The first things to strike me upon arrival at the grassy venue on EPCC's Valle Verde campus were these:
  1. I need to find some shade; and
  2. Oh look! Mosquito-spray stations set up around the perimeter! Loved this for its thoughtfulness and, upon reflection, its low-cost, pro-active, practical approach to a public-health issue in the era of zika. 

El Paso Jazz at Sunset, 2016


Having only recently been introduced to the jugular force of the (well-)spoken word, I admired how the Jazz at Sunset organizers made stage space for two poets during each of the band set-ups. The conjunction of poetry and jazz is a natural one.

Jazz at Sunset featured two poets: Ebonee Norris and [why don't I write this shit down when I'm there? and why wasn't he on the program? So let's call him:] Greg.


Ebonee Norris, El Paso Jazz at Sunset, 2016


The jazz bands included:
  1. Frank Zona & Urban Edge
  2. El Paso Jazz Collective
  3. Billy Townes
  4. Ocean's Four Jazz

I left before Ocean's Four Jazz came on, but I got some film bits of the other three bands.

El Paso Jazz Collective:





Frank Zona and Urban Edge (with a drum solo and a sax solo):




Billy Townes:





Some music hits the spiritual, the emotional, or the physical.

The jazz tonight was like getting a brain massage. I mean, I almost felt the notes get into those wrinkles and crevices of my brain. It felt. Good.

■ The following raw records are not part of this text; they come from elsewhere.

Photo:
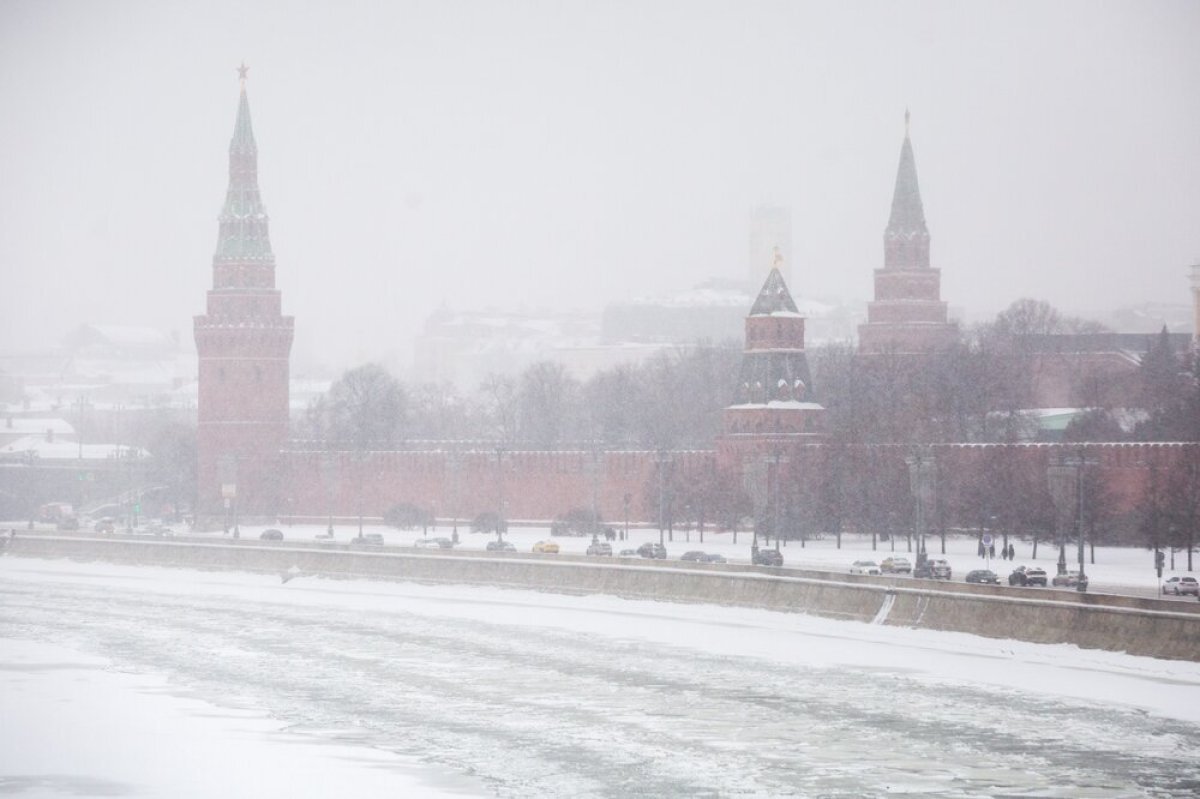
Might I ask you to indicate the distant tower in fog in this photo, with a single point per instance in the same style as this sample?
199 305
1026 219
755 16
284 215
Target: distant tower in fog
1195 301
244 343
771 227
907 316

El Paso Jazz at Sunset, 2016

This makes me wonder what jazz does to the brain. Below are some ideas:


In Mozart and Leadbelly, Louisiana writer Ernest J. Gaines says about jazz: 
… I think I have learned as much about writing about my people by listening to blues and jazz and spirituals as I have learned by reading novels. The understatements in the tenor saxophone of Lester Young, the crying, haunting, forever searching sounds of John Coltrane, and the softness and violence of Count Basie’s big band – all have fired my imagination as much as anything in literature. But the rural blues, maybe because of my background, is my choice in music.